Registrations for South Korea's Kia Motors slumped 28 per cent in December but advanced 39 per cent in 2005, giving it bragging rights as the fastest-growing brand in Europe as it overtook Suzuki and Mazda sales in the region.

Suzuki Motor Corp.'s December registrations rallied nearly 31 per cent, Honda Motor Co.'s sales gained 18 per cent and Toyota Motor Corp grew around 16 per cent, but Nissan Motor Co's sales tumbled 42 per cent despite an upturn in Britain, its biggest European market.

The British market - Europe's second-largest after Germany - contracted five per cent in 2005 as relatively high interest rates and flagging consumer sentiment took their toll. Germany, France and Spain managed to grow while the Italian market eased.

Analyst Stephen Cheetham at Sanford Bernstein forecast the European market would grow only 1.3 per cent in 2006 given feeble economic growth, consumer hesitance, a lack of pent-up demand and the low average vehicle age in all markets except Germany.

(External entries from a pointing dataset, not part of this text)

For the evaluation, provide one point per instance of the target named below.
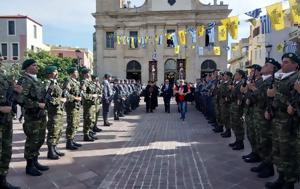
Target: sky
(70, 22)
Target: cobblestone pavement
(154, 150)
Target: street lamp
(269, 49)
(78, 53)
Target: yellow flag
(132, 43)
(295, 11)
(177, 49)
(222, 33)
(181, 34)
(217, 51)
(232, 26)
(200, 31)
(276, 15)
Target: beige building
(118, 27)
(239, 55)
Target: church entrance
(134, 70)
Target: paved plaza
(154, 150)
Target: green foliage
(44, 59)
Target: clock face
(171, 2)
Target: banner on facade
(153, 70)
(181, 68)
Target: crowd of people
(44, 103)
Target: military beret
(107, 75)
(228, 74)
(291, 56)
(27, 63)
(274, 62)
(241, 72)
(85, 70)
(72, 70)
(50, 69)
(254, 66)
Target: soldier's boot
(39, 166)
(259, 168)
(51, 153)
(87, 138)
(59, 153)
(267, 171)
(31, 169)
(96, 129)
(226, 134)
(76, 144)
(5, 185)
(93, 135)
(70, 145)
(289, 185)
(277, 184)
(239, 145)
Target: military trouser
(264, 139)
(251, 127)
(54, 127)
(73, 120)
(6, 132)
(284, 146)
(236, 122)
(35, 131)
(88, 118)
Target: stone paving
(154, 150)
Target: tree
(45, 59)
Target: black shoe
(76, 144)
(70, 145)
(31, 169)
(87, 138)
(96, 129)
(59, 153)
(258, 168)
(51, 153)
(39, 166)
(5, 185)
(248, 155)
(277, 184)
(267, 171)
(239, 146)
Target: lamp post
(78, 52)
(269, 49)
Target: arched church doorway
(134, 70)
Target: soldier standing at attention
(6, 127)
(35, 117)
(54, 104)
(284, 127)
(71, 90)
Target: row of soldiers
(267, 103)
(44, 103)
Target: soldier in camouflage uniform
(89, 105)
(6, 127)
(225, 104)
(236, 109)
(35, 117)
(251, 126)
(283, 124)
(72, 91)
(260, 104)
(98, 102)
(54, 104)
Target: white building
(156, 18)
(19, 34)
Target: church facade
(139, 43)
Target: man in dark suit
(167, 93)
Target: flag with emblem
(275, 12)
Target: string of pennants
(227, 26)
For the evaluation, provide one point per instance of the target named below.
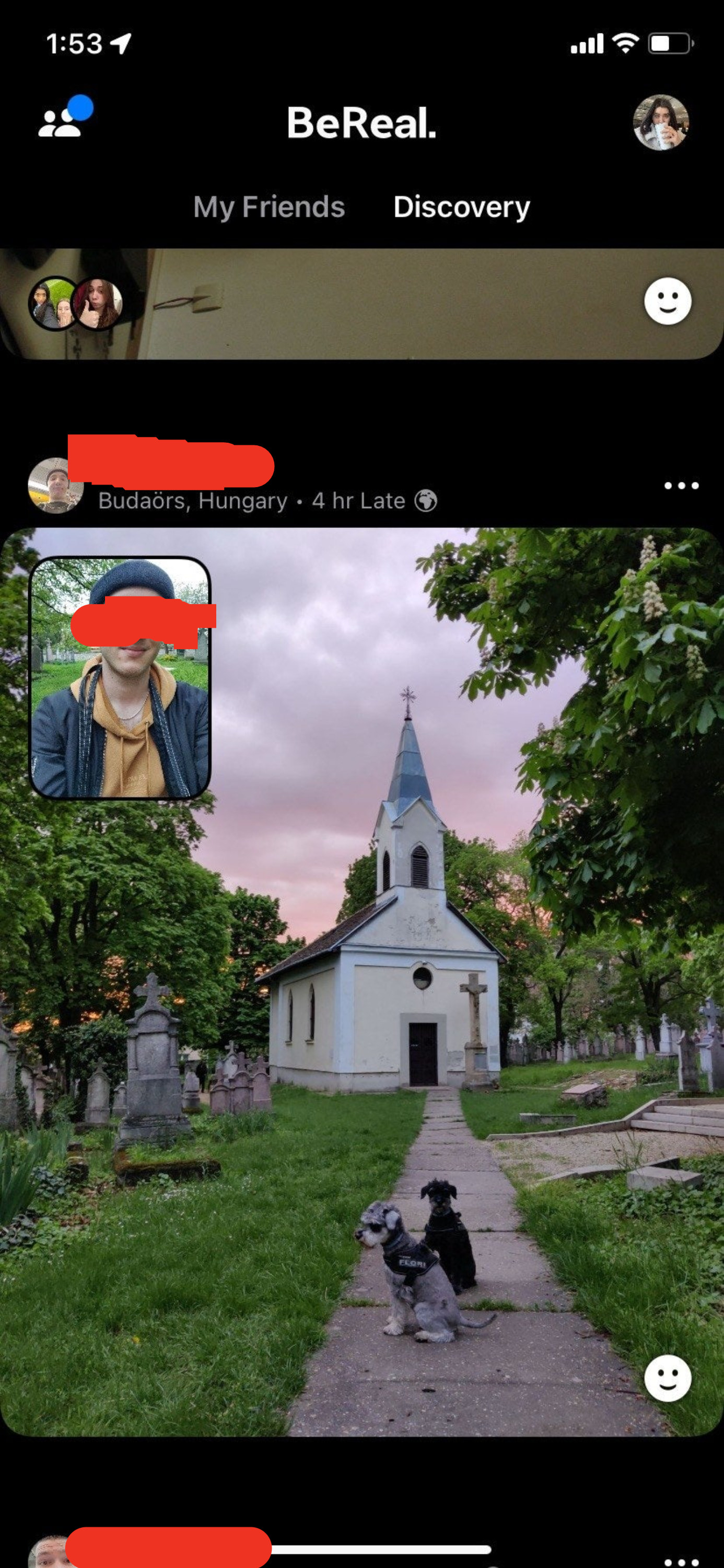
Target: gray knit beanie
(132, 574)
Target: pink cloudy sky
(319, 631)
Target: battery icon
(670, 43)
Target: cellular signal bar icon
(594, 46)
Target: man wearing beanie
(126, 728)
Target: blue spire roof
(408, 780)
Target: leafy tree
(87, 1045)
(641, 736)
(361, 885)
(649, 977)
(256, 946)
(22, 860)
(706, 966)
(60, 585)
(124, 897)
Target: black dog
(447, 1236)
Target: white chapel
(402, 993)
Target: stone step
(682, 1114)
(651, 1177)
(670, 1125)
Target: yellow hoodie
(131, 759)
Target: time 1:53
(76, 43)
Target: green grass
(648, 1269)
(526, 1089)
(190, 1310)
(55, 678)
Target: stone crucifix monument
(477, 1071)
(8, 1060)
(154, 1089)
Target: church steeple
(410, 778)
(408, 830)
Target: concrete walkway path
(540, 1371)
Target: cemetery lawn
(645, 1267)
(190, 1308)
(648, 1269)
(527, 1089)
(55, 678)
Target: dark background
(201, 109)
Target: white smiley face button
(668, 1379)
(668, 302)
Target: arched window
(421, 866)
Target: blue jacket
(68, 745)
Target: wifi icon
(626, 41)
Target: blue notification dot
(80, 107)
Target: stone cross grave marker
(98, 1098)
(153, 1087)
(8, 1060)
(688, 1071)
(475, 1051)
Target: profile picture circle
(51, 490)
(49, 303)
(662, 123)
(96, 305)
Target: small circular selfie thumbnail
(662, 123)
(98, 303)
(49, 303)
(51, 488)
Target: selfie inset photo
(98, 303)
(49, 303)
(51, 490)
(123, 722)
(662, 123)
(49, 1553)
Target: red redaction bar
(134, 617)
(149, 463)
(173, 1548)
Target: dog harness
(410, 1258)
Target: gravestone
(261, 1086)
(120, 1101)
(192, 1092)
(587, 1095)
(234, 1060)
(231, 1089)
(688, 1068)
(712, 1059)
(8, 1062)
(98, 1098)
(477, 1071)
(27, 1078)
(153, 1086)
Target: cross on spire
(408, 697)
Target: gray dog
(421, 1289)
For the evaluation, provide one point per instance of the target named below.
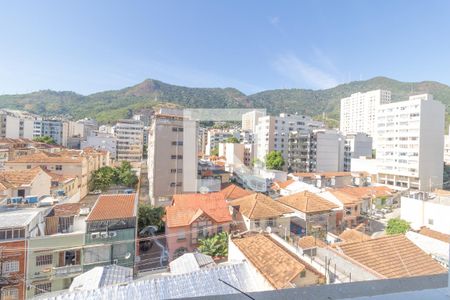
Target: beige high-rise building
(172, 156)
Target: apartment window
(42, 288)
(10, 266)
(43, 260)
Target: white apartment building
(216, 136)
(272, 132)
(410, 143)
(16, 124)
(172, 156)
(358, 111)
(317, 151)
(250, 119)
(102, 141)
(130, 140)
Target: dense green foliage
(104, 177)
(215, 246)
(274, 160)
(110, 106)
(45, 139)
(232, 139)
(397, 226)
(150, 215)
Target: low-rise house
(22, 183)
(313, 215)
(392, 256)
(257, 212)
(55, 258)
(192, 217)
(111, 231)
(278, 266)
(17, 225)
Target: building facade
(410, 143)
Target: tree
(150, 215)
(45, 139)
(274, 160)
(232, 140)
(397, 226)
(215, 246)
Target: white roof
(190, 262)
(101, 276)
(204, 282)
(18, 217)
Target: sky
(91, 46)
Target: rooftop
(275, 263)
(259, 206)
(392, 257)
(307, 202)
(114, 206)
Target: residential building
(312, 214)
(111, 230)
(16, 124)
(54, 128)
(172, 157)
(358, 112)
(250, 119)
(257, 211)
(272, 133)
(317, 151)
(280, 268)
(409, 145)
(130, 140)
(23, 183)
(101, 141)
(55, 258)
(192, 217)
(432, 211)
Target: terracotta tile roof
(392, 256)
(19, 178)
(233, 191)
(114, 206)
(45, 157)
(307, 202)
(277, 265)
(186, 208)
(353, 235)
(308, 242)
(435, 234)
(259, 206)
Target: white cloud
(300, 72)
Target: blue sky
(90, 46)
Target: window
(10, 266)
(181, 235)
(43, 260)
(43, 288)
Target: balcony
(66, 271)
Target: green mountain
(109, 106)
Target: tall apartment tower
(172, 156)
(411, 143)
(130, 140)
(272, 133)
(358, 111)
(250, 119)
(317, 151)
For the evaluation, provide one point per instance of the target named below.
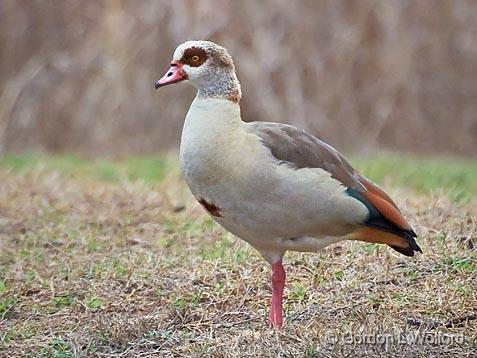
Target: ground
(115, 258)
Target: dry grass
(124, 268)
(78, 75)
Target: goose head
(207, 66)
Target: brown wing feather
(300, 149)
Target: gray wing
(302, 150)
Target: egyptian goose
(272, 185)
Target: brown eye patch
(194, 57)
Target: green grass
(150, 169)
(457, 177)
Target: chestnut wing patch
(213, 209)
(194, 57)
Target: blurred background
(78, 76)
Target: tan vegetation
(78, 75)
(127, 269)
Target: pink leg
(275, 319)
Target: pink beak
(173, 75)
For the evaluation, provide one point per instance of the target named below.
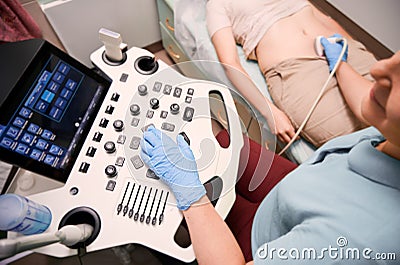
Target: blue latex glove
(174, 163)
(333, 50)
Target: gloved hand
(333, 50)
(174, 163)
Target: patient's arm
(354, 88)
(225, 47)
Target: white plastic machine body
(125, 190)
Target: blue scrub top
(342, 206)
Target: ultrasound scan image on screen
(46, 116)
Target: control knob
(174, 108)
(142, 89)
(111, 171)
(154, 103)
(118, 125)
(109, 147)
(134, 109)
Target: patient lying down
(280, 35)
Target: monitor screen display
(45, 119)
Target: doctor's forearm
(212, 240)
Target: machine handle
(173, 53)
(168, 25)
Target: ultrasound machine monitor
(48, 102)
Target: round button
(135, 109)
(154, 103)
(174, 108)
(111, 171)
(142, 89)
(109, 147)
(118, 125)
(26, 182)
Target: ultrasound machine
(82, 127)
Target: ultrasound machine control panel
(83, 127)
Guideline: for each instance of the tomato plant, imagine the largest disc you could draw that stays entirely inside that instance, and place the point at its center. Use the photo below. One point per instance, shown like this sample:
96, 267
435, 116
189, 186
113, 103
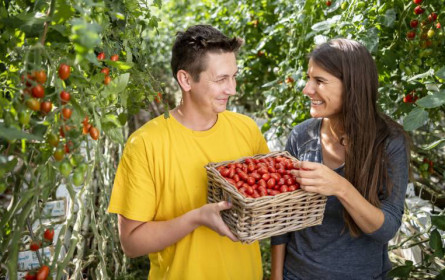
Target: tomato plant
64, 71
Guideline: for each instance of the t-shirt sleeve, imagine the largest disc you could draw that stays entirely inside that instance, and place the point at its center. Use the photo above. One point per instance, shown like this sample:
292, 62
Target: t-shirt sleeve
393, 206
133, 194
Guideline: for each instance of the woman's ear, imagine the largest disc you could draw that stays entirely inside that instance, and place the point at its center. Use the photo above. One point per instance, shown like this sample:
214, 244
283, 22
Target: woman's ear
184, 80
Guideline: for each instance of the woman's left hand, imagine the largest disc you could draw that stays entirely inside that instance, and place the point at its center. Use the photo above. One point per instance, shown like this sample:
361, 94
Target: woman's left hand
318, 178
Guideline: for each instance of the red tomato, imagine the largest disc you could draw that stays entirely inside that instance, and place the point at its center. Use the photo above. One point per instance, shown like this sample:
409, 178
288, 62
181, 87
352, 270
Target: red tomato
38, 91
224, 172
271, 183
66, 113
94, 133
250, 181
33, 104
65, 97
114, 57
105, 70
48, 234
46, 107
101, 56
107, 80
64, 71
43, 272
30, 276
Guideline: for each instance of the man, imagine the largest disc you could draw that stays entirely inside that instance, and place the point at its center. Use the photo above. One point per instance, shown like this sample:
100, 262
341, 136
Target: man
160, 188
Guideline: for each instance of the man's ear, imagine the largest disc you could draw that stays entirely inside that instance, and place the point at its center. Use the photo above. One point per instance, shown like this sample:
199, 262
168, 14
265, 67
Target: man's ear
184, 80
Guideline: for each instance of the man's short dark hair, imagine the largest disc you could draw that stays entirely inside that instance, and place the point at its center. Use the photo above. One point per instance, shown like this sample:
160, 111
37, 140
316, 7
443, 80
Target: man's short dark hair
191, 46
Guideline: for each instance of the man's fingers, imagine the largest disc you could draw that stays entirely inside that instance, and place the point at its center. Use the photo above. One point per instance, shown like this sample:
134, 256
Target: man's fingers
224, 205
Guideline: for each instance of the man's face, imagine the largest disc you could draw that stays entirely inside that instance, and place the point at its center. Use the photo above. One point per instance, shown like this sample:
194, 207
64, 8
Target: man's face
216, 83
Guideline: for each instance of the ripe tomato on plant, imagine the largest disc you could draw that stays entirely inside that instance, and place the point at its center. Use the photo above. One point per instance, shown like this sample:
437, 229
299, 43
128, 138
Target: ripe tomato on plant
66, 112
43, 273
94, 133
107, 80
114, 57
65, 97
101, 56
38, 91
53, 140
30, 275
64, 71
40, 76
105, 70
46, 107
48, 234
59, 154
34, 246
33, 104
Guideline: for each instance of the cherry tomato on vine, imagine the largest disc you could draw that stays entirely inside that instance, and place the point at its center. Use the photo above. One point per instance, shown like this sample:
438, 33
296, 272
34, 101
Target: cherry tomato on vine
38, 91
34, 246
66, 113
33, 104
40, 76
53, 140
64, 71
48, 234
65, 97
101, 56
30, 276
107, 80
94, 133
46, 107
43, 273
105, 70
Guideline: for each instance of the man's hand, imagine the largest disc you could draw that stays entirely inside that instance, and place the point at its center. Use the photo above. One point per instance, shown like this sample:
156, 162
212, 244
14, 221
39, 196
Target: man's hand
209, 216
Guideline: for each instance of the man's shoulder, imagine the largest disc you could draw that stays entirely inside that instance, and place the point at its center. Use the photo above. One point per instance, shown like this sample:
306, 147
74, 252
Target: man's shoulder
149, 130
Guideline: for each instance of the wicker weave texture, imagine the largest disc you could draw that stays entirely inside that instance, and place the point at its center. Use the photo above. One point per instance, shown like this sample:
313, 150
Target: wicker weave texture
252, 219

Toyota, rapidly gaining on General Motors Corp. in the race to be the world's largest automaker, boosted European 2005 registrations 3.9 per cent including its premium brand, Lexus.

Volkswagen, Europe's biggest carmaker, used solid sales at its core VW brand to remain top of the league tables in December, when group registrations edged down just 0.5 per cent to lock up a 21.2 per cent market share.

The group's full-year share rose to 19.3 per cent from 18.6 per cent in 2004 as only its Spanish brand Seat lost ground.